The exhibition In Search of Line at the Victor Pasmore Gallery in St Paul Street, Valletta, has quietly been one of the best showcases so far in 2024.

Competing with a heavily saturated art calendar, the show is elegantly exhaustive, giving anyone who is dedicated to Maltese modern art history (or anyone who isn’t) a very full understanding of the quality of production that was turned out during the zeitgeist of the post-war decades.

Its subject – the ‘line’ – is interesting, but secondarily to the breadth of the work itself, despite the curation’s strong focus on its theoretical exploration.

What this persistent curatorial emphasis does, however, is create a gapless exhibition. Not only does the show include a healthy number of exhibits, but it cascades them together seamlessly, making complete sense in both subject and style. 

Its catalogue feels similar in scope – a piece of work that has clearly been well considered and made with the goal of standalone quality. It is more experimental than the exhibition but holds the same volume of content and thusly a fortune of quality.

Despite being a Fondazzjoni Patrimonju Malti project, it makes strides in shedding the expected academic tone that art writing seems eternally locked within locally. It doesn’t always succeed here – the writing is still at times laden with impenetrable language and art-speak. But in its structure and formatting, the catalogue’s tome tone offers something new.

The layout design is, like the exhibition, refined and inventive simultaneously, although the absence of a title along the spine of any publication is always troublesome. But overwhelmingly, the layout works supportively with the text. Its organisation, colour shifts, fold-outs and graphic continuity are never conspicuous or arbitrary.

Its essays are strong, studied and, similarly to the exhibition, a stylish homage to a great period of art in Malta’s history

The catalogue’s content is also well contemplated and fairly exhaustive. Most notably, it is consistently striving to steer away from the obvious. Its downfall is that a reader can, at times, sense that effort – in the surplus of quotations, for example – and that exertion overtakes the rhythm of reading itself. But its essays are strong, studied and, similarly to the exhibition, a stylish homage to a great period of art in Malta’s history.

It moves beyond Malta’s shores of course, following the exhibition’s own latitude. Giulia Privitelli’s essay on Lucio Fontana is nourishingly informative, giving any newcomer to his ‘cuts’ a quick (generally all of the essays maintain a compact word-count) yet deep theoretical tour through what his punctured canvases actually mean.

Richard England’s texts on Victor Pasmore and Basil Spence are, similarly, essays in learned clarity.
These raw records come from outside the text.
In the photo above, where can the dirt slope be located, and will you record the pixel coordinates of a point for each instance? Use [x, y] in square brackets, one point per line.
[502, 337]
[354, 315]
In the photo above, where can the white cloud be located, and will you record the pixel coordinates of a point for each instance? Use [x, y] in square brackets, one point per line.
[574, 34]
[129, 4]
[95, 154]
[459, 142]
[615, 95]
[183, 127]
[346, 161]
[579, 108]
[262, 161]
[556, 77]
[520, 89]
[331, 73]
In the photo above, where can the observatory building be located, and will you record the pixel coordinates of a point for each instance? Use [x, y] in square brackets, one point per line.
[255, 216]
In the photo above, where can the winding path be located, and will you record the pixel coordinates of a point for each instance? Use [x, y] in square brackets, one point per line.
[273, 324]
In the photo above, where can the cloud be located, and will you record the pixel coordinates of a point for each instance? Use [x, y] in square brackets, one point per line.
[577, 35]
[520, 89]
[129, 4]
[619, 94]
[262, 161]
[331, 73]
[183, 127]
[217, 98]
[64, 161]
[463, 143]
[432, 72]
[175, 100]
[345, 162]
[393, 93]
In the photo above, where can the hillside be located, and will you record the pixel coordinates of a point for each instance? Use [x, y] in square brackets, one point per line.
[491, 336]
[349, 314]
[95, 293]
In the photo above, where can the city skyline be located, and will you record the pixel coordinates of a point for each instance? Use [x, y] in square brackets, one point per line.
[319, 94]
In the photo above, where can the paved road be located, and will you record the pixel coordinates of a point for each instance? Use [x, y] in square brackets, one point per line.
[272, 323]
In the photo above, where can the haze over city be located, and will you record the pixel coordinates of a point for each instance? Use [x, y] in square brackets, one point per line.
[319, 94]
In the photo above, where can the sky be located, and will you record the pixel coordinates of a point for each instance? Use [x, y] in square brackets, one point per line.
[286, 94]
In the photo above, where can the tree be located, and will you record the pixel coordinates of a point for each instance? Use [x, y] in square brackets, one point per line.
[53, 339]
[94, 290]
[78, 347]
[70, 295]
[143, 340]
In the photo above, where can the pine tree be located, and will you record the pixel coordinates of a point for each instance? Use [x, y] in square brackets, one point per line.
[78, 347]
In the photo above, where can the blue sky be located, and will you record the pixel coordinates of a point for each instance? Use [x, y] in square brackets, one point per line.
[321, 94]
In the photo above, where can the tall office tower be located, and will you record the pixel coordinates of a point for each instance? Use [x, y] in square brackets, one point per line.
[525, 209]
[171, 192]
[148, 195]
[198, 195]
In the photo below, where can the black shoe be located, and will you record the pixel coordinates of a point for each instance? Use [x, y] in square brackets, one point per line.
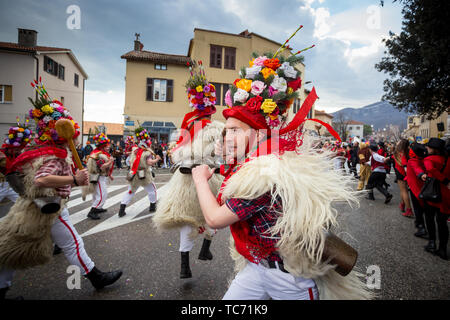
[388, 198]
[421, 233]
[185, 268]
[56, 250]
[3, 295]
[205, 254]
[102, 279]
[93, 214]
[431, 246]
[122, 210]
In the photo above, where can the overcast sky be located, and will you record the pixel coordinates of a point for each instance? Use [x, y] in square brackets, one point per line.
[348, 37]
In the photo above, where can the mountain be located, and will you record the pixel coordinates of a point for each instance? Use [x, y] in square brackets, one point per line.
[379, 114]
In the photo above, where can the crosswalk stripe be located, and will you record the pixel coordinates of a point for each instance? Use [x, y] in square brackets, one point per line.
[132, 211]
[82, 214]
[73, 203]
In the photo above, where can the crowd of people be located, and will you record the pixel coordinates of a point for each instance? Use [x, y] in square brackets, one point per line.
[414, 165]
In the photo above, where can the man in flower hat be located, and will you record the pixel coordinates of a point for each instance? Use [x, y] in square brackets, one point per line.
[27, 233]
[142, 158]
[100, 165]
[277, 192]
[179, 208]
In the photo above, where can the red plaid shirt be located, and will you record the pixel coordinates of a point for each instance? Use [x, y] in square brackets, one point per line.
[57, 167]
[261, 214]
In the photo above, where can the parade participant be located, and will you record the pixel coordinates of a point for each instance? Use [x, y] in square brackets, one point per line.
[18, 138]
[400, 158]
[377, 178]
[414, 169]
[100, 165]
[277, 192]
[142, 158]
[364, 165]
[27, 233]
[194, 146]
[436, 167]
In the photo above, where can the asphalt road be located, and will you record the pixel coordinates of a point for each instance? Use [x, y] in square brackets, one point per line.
[151, 262]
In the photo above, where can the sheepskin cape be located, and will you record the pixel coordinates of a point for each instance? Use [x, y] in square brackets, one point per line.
[307, 186]
[25, 233]
[135, 183]
[92, 168]
[179, 206]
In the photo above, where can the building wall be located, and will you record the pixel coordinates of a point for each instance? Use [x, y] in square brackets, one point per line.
[136, 106]
[17, 70]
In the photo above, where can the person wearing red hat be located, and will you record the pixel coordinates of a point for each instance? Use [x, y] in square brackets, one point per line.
[437, 213]
[28, 232]
[277, 192]
[100, 165]
[195, 145]
[142, 158]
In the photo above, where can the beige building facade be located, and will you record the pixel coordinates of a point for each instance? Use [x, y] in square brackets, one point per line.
[22, 62]
[155, 96]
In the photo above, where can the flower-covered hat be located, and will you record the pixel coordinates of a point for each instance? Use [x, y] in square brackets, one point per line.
[18, 136]
[266, 89]
[101, 139]
[142, 136]
[46, 112]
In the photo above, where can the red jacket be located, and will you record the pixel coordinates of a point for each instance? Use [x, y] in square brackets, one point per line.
[433, 166]
[414, 168]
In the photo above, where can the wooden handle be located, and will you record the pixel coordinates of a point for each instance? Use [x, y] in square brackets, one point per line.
[75, 154]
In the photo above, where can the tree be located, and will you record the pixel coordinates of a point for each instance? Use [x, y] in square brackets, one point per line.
[417, 60]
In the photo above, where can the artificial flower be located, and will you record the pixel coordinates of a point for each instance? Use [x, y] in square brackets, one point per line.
[254, 104]
[268, 106]
[279, 84]
[266, 72]
[240, 95]
[252, 72]
[289, 71]
[273, 64]
[244, 84]
[257, 87]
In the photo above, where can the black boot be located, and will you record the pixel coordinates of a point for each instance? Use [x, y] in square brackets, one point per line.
[122, 210]
[56, 250]
[370, 195]
[185, 268]
[205, 254]
[431, 246]
[421, 232]
[101, 279]
[93, 214]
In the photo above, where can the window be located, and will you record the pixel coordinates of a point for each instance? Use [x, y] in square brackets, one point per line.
[218, 87]
[160, 66]
[159, 90]
[230, 58]
[5, 93]
[215, 57]
[61, 72]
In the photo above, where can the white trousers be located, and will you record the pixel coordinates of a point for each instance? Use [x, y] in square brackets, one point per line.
[7, 192]
[151, 191]
[65, 236]
[100, 193]
[186, 242]
[256, 282]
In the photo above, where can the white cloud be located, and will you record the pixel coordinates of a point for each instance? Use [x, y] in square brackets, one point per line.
[104, 106]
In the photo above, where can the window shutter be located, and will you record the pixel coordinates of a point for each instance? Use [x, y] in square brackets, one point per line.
[169, 90]
[149, 89]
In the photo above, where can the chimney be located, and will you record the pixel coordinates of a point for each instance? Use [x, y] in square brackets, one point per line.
[137, 44]
[27, 38]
The catalogue succeeds best here, when offering insight that is incisive, but never boring.

Elsewhere, text delves more directly into the experimental. Sarah Chircop’s introductory text and Michael Zammit’s essay on a ‘Series of Six Figure Studies’ are both language experiments as much as they are commentary/appraisals. These texts move closest to the simulation of the ‘line’. They meander and are self-conscious. The cadence of the book’s reading is set off-beat because of them – which can either be effective or disruptive depending on the reader or the reading mood. Either way, they make this catalogue different.

The editorial integrity of the catalogue shines through its straightforwardness, even if its aim is to spotlight its originality. The progression of chapters is coherent, intuitive and interesting. The trajectory is clear.

The artworks are given the most prominent platform within the book’s pages. Its rejection of standard catalogue entries or linear historical explanations does not spell flimsiness or under-researched content.

If anything, the real experimentation within the catalogue of what art writing can do stood to go beyond the playfulness of the language itself, and could have been even bolder with its conclusions, and – as ever with local art writing – lighter on flattery.

In Search of Line is an art book, not just a catalogue. It will be read, unconnectedly to the shuttering exhibition, for many years as a whole and comprehensive study on the exploration of ‘line’.

In its graphic point-of-view and its editorial confidence, it meets the spirit of the 1973 publication Contemporary Art in Malta, also edited by Richard England, and the 2008 publication, Cross-Currents, edited by Raphael Vella.

In doing so, it joins a small community of art publications that strive to cajole and reinvent the standards of art writing in Malta. For that, and for the breadth of content it holds, In Search of Line packs a substantially, if imperfectly, noble punch.